Mehk shuffled through his morning rituals, ending in a brief sprint up and down his sand dune to work off the wake-up jitters. Panting, he started back towards his bike while sending a rushed prayer towards the binary system. "Peace to all the directions, please don't let me fuck this up and I'll be a better Sihda, okay?"


The proper prayer was a bit more involved with a greater emphasis on self-reflection and less on asking for miracles, but he assumed the gods understood he had a deadline here and wanted to arrive a bit early.

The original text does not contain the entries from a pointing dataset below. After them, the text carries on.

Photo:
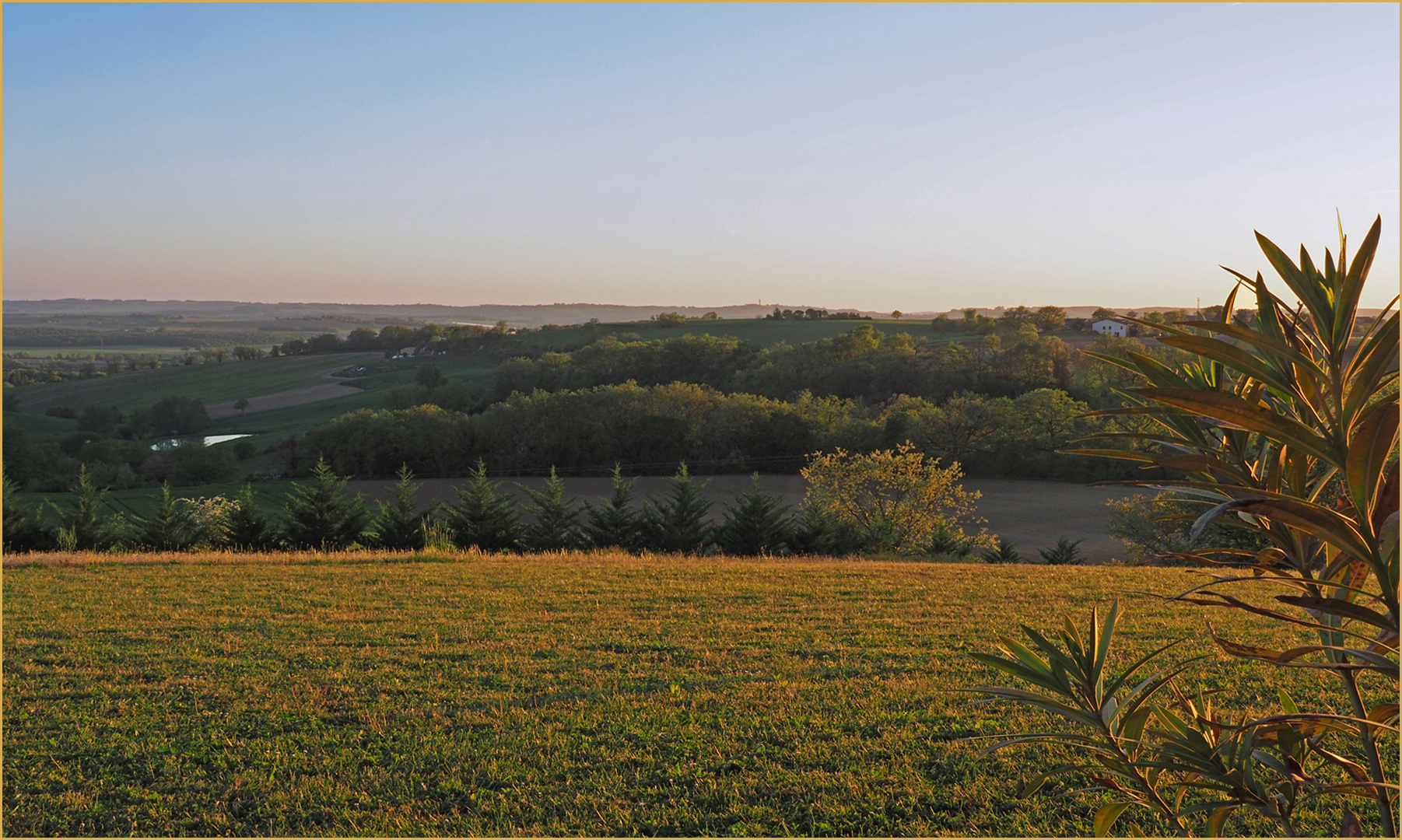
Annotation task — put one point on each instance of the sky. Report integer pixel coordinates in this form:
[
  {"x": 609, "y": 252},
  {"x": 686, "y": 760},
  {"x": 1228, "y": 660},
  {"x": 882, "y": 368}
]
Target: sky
[{"x": 916, "y": 157}]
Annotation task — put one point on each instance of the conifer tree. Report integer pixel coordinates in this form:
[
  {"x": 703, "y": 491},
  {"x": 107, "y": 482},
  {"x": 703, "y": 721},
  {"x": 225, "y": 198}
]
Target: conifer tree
[
  {"x": 755, "y": 523},
  {"x": 482, "y": 516},
  {"x": 86, "y": 525},
  {"x": 678, "y": 523},
  {"x": 818, "y": 532},
  {"x": 248, "y": 529},
  {"x": 171, "y": 527},
  {"x": 398, "y": 525},
  {"x": 318, "y": 515},
  {"x": 615, "y": 523},
  {"x": 556, "y": 525}
]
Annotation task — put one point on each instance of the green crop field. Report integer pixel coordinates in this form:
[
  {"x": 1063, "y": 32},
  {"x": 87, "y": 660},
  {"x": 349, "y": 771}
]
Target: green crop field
[
  {"x": 94, "y": 351},
  {"x": 573, "y": 695},
  {"x": 212, "y": 383}
]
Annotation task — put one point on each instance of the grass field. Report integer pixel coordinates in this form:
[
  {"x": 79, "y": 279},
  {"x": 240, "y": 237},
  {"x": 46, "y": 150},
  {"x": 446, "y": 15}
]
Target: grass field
[
  {"x": 1029, "y": 513},
  {"x": 212, "y": 383},
  {"x": 756, "y": 330},
  {"x": 591, "y": 695}
]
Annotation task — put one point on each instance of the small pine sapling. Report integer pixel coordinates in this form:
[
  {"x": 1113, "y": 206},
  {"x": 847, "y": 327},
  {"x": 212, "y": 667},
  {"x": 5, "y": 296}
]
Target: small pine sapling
[
  {"x": 755, "y": 523},
  {"x": 679, "y": 522},
  {"x": 248, "y": 529},
  {"x": 398, "y": 525},
  {"x": 615, "y": 525},
  {"x": 320, "y": 515},
  {"x": 556, "y": 520},
  {"x": 484, "y": 518}
]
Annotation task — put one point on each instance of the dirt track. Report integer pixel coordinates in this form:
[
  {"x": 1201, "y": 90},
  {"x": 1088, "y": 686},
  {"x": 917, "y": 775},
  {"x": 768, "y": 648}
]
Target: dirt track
[{"x": 1029, "y": 513}]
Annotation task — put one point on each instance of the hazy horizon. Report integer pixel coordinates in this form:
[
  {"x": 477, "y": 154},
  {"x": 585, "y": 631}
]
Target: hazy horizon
[{"x": 877, "y": 157}]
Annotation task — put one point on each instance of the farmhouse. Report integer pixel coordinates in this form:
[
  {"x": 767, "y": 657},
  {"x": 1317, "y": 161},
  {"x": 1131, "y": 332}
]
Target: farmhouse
[{"x": 1111, "y": 327}]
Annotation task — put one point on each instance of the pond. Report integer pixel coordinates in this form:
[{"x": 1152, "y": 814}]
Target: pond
[{"x": 206, "y": 441}]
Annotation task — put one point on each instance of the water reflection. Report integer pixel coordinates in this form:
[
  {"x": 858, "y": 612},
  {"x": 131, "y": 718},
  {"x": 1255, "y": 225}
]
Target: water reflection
[{"x": 206, "y": 441}]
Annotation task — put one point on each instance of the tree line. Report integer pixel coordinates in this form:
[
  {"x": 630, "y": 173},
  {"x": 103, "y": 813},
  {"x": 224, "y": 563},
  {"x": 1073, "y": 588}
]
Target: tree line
[{"x": 920, "y": 509}]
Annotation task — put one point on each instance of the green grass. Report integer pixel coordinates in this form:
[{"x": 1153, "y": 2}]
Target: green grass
[
  {"x": 212, "y": 383},
  {"x": 40, "y": 424},
  {"x": 592, "y": 695},
  {"x": 96, "y": 349},
  {"x": 756, "y": 330}
]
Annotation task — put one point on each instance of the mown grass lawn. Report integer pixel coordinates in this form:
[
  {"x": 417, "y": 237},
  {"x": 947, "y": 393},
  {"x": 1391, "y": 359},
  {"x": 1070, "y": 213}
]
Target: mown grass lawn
[{"x": 578, "y": 695}]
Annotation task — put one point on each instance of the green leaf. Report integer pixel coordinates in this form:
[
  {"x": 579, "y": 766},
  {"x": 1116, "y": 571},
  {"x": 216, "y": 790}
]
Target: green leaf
[
  {"x": 1105, "y": 818},
  {"x": 1218, "y": 819},
  {"x": 1236, "y": 411},
  {"x": 1369, "y": 450}
]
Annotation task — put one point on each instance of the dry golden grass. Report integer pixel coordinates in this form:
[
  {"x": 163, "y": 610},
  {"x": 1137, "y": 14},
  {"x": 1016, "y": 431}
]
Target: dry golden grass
[{"x": 459, "y": 693}]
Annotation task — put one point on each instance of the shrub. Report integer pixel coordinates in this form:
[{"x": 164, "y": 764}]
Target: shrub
[
  {"x": 679, "y": 522},
  {"x": 948, "y": 541},
  {"x": 895, "y": 499},
  {"x": 556, "y": 520},
  {"x": 1005, "y": 551},
  {"x": 755, "y": 523},
  {"x": 398, "y": 525},
  {"x": 85, "y": 527},
  {"x": 1288, "y": 422},
  {"x": 248, "y": 529},
  {"x": 1066, "y": 553},
  {"x": 818, "y": 532},
  {"x": 617, "y": 523}
]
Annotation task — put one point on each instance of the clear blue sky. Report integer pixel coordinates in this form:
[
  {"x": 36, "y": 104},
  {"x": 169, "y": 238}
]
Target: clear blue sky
[{"x": 919, "y": 157}]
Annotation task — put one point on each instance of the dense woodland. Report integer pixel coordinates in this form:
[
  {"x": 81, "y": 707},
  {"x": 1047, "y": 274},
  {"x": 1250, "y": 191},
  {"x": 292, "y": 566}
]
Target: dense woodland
[{"x": 1000, "y": 404}]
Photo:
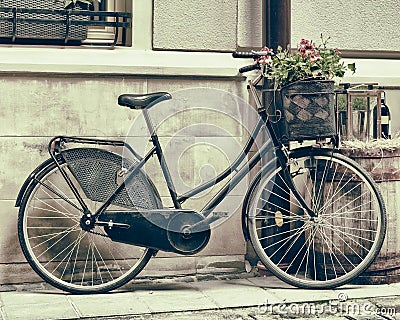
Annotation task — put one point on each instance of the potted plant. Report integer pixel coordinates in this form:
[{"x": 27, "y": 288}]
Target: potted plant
[{"x": 303, "y": 88}]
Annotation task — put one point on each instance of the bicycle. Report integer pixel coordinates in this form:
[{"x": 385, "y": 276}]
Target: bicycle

He hopped back into his one-man hover bike. It was a deceptively old and beat-up machine that hid a suped-up mag-drive, backup nuclear battery, and all the hardware to make a living as a mechanic and scrapper near the terminator... Not to mention the closest thing he had to a home.


Two storage tanks welded to the sides held water and canned goods, while dried food, cooking implements, and his tools sat in the sheltered recess behind the seat. His clothes were in a pack strapped to the tail, and he had a folded up blanket and rain tarp for extreme conditions on the seat. He simply sat on them to give himself a bit of extra height and save space. To sleep he leaned the seat back and stuck his long legs on the dash.


Still panting from his morning exercise, Mehk again wondered how in hell his species had managed to survive before being introduced to superconductors and the resultant hovercraft that floated and zoomed across the mostly arid planet. The horizon may have not been as distant as it appeared, but the idea of walking all that way under the twin suns was still daunting.